La pregunta surge inevitable para saber si alguno de sus herederos sigue sus pasos con el boxeo y sueña con ser campeón del mundo como él. “Nehuen –en mapuche significa fuerza, que posee espíritu y alma- es muy buen boxeador pero vago, tiene 21 años, le gusta más enseñar, es manoplero, sabe pelear muy bien, falta que se dedique más, está en él. A todos mis hijos pude darle lo mejor que pude gracias a que llegué a lo máximo en este deporte. No quería que pasen hambre ni violencia, cosas que viví y que me quedaron marcadas desde pibito”.

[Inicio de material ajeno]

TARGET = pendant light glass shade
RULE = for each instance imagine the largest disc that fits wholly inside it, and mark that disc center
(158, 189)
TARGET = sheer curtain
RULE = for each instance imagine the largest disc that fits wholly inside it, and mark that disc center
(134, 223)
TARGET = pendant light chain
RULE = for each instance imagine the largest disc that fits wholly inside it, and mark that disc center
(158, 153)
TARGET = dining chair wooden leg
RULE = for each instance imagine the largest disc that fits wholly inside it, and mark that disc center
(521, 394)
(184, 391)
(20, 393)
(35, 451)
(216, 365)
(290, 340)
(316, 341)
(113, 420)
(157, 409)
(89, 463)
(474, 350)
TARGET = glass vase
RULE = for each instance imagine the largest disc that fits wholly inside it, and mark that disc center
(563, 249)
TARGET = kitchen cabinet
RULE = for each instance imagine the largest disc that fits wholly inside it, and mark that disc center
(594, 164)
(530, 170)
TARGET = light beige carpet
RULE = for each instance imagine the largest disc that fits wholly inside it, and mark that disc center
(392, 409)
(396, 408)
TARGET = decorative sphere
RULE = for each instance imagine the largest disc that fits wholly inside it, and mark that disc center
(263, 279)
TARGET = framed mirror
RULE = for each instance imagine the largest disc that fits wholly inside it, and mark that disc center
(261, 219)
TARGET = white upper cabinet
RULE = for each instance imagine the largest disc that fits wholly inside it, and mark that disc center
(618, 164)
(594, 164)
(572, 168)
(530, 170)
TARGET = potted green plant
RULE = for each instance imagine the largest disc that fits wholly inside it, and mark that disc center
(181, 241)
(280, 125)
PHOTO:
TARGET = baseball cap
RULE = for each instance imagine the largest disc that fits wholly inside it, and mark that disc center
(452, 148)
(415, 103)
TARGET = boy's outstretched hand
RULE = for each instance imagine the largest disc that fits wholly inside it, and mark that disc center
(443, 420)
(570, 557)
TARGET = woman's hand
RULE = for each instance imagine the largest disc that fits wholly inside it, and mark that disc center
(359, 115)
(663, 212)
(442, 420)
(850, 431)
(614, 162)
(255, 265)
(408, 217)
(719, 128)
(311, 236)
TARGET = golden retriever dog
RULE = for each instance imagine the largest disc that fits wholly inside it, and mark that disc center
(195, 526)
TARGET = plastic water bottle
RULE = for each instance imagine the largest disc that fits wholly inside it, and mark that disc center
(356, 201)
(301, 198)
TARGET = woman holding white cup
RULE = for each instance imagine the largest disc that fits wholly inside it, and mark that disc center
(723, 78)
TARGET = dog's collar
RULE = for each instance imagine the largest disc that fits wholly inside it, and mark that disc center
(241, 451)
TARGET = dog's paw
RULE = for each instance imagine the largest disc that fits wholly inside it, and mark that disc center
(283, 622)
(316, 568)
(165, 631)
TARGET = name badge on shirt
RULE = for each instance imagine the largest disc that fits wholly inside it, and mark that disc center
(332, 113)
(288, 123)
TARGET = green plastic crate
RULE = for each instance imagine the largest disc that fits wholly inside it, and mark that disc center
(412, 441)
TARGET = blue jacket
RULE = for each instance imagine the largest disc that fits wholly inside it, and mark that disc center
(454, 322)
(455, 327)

A su gimnasio hoy concurre mucha gente, mujeres y hombres de todas las edades, y a él, igual que a su hijo, le apasiona enseñar. Aclara que van a mejorar su físico, que lo que allí aprenden con mucha seriedad es recreativo: “Les damos muchas herramientas técnicas para que sepan boxear, hacer guantes, caminar el ring, esquivar golpes, pegar en la bolsa, no para que se agarren a trompadas y se lastimen. Tengo profesores excelentes que me ayudan y a mí me viene bien estar activo porque me mantengo flaco, sano, en movimiento”, relata.
Mientras acomoda bolsas, cajas, paquetes y jaulas de lechuga, Locomotora tiene claro su rol y su poder de convocatoria a la hora de “manguear”, como él lo llama: “Un día me dí cuenta de que comerciantes, puesteros, fabriqueros y la gente en general me ayudaba porque soy popular, y dentro de todo muy querido. Así que pensé, voy a aprovechar eso para ayudar a los que lo necesitan y no paré más. No me gusta que la gente pase hambre, es insoportable sentir ese vacío acá en la panza”.